Esau loved being outside and hunting while Jacob stayed home, cooked, and according to the commentaries learned Torah. Esau traded his “birthright” for a bowl of Jacob’s soup – showing Esau’s impatience and disregard for tradition, and also showing Jacob’s desire to take advantage of his brother. The climax of the story is Rebecca and Jacob’s deception of Isaac. Rebecca convinces Jacob to masquerade as his brother in order to fool Isaac into giving Jacob the special blessing for the first born.

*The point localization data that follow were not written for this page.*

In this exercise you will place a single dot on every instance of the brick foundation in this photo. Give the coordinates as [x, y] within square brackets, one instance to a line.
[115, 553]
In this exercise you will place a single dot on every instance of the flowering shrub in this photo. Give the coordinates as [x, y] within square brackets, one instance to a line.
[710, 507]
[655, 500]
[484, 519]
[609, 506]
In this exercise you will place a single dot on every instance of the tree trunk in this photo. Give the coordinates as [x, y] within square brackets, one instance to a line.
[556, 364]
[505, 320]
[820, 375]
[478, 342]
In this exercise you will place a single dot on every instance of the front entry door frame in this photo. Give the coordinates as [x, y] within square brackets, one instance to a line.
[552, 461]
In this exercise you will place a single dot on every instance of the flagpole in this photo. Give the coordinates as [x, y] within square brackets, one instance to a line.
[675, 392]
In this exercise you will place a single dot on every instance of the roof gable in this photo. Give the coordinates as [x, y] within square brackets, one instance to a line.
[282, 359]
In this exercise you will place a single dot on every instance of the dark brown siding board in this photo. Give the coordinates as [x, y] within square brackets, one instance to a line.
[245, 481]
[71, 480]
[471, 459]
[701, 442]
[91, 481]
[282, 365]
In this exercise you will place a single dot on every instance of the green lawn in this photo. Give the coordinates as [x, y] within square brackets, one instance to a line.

The story introduces all kinds of questions and puts flawed family dynamics into relief. Why did Isaac favour Esau while Rebecca favoured Jacob? Why did Rebecca fool Isaac instead of talking to him? Was Isaac really taken in by Jacob’s deception? Maybe he suspected the truth but realized that Jacob was more suited to the blessing. Did the two brothers end up with the fates that most suited them in the long run? Esau would be a man of the field and Jacob would become the leader of the nation of Israel.
What seems to hold true is that poor family dynamics and communication skills certainly continued from generation to generation.
This picture shows the “family dynamics” of Isaac, Rebecca, Esau and Jacob. We see the blind Isaac blessing his son Jacob- having been fooled into thinking he is blessing Esau. Rebecca is delaying Esau from coming in until the blessing is complete. Rebecca is doing this because God had told her, when she was pregnant, that “the elder shall serve the younger”. She wants to ensure that the prophecy comes true.
The commentators had a very negative view of Esau because of his clashes with Jacob.
Esau settled in Edom, south of Judah and ultimately Edom was identified as the enemy of Israel and the ancestor of Rome- the bloody tyrant that destroyed the Temple and the land of Israel.
The haftarah is Malachi 1:1 -2:7. The prophet Malachi lived in Jerusalem during the 5th century B.C.E. after the return to Judah from exile in Babylonia in 538 BCE. In this haftarah Malachi is reprimanding the Jews for not observing the practices properly. He tells them that G-d loves His people- but they must stop making inferior sacrifices to God. Edom, the descendants of Esau, are mentioned as the tyrannical enemy. I suspect that Esau was vilified through the guise of Edom and then Rome to make it easier to identify the source of Jewish oppression.